Matiel Toomey Moghannam (February 15, 1899 – August 11, 1992) was an important figure in the Palestinian women’s movement during the British Mandate.
Born in Lebanon, she moved to the United States as a child, and in the 1920s traveled to Jerusalem, Palestine, where she married Moghannam Elias Moghannam, a leading lawyer and member of the National Defense Party.
In 1929, in the aftermath of the Al-Buraq (Western Wall ) riots, Matiel became active in the Palestinian women’s movement and was a co-founder, with Wahida al-Khalidi, of both the Arab Women’s Executive and the Arab Women’s Association, nationalist, as well as feminist organizations.
Their primary purposes were to promote the education of girls and the social and economic status of women, but they also actively protested the British Mandate and promoted support for the Palestinian national cause.
Together with Tarab Abd al-Hadi, Matiel organized the First Congress of Palestinian Arab Women, and in October 1929, they became the first two official representatives of a Palestinian women’s delegation to meet with High Commissioner, Lord Chancellor.
Matiel also spoke at the Mosque of the Dome of the Rock during the Arab Women’s non-violent March to the Holy Sites on 15 April 1933.

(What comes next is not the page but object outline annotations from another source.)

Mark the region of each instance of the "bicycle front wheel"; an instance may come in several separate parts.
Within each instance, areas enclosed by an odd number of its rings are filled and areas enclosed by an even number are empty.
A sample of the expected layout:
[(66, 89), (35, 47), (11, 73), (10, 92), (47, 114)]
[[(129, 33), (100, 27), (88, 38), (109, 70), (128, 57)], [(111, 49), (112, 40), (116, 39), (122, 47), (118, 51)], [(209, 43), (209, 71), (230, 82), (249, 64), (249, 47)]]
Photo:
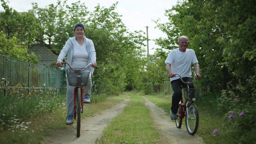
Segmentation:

She authored “The Arab Woman and the Palestinian Problem,” (London: Herbert Joseph,1937).
In 1938, she participated in the first Arab Women’s Congress in Cairo, headed by leading feminist, Huda Shaarawi.
In 1939, Matiel established the Arab Women’s Union Society in Ramallah, in order to provide relief, charity activities, and to offer sewing and embroidery workshops for women.
In 1980, she finally returned to Virginia, USA, where she died of congestive heart failure in 1992.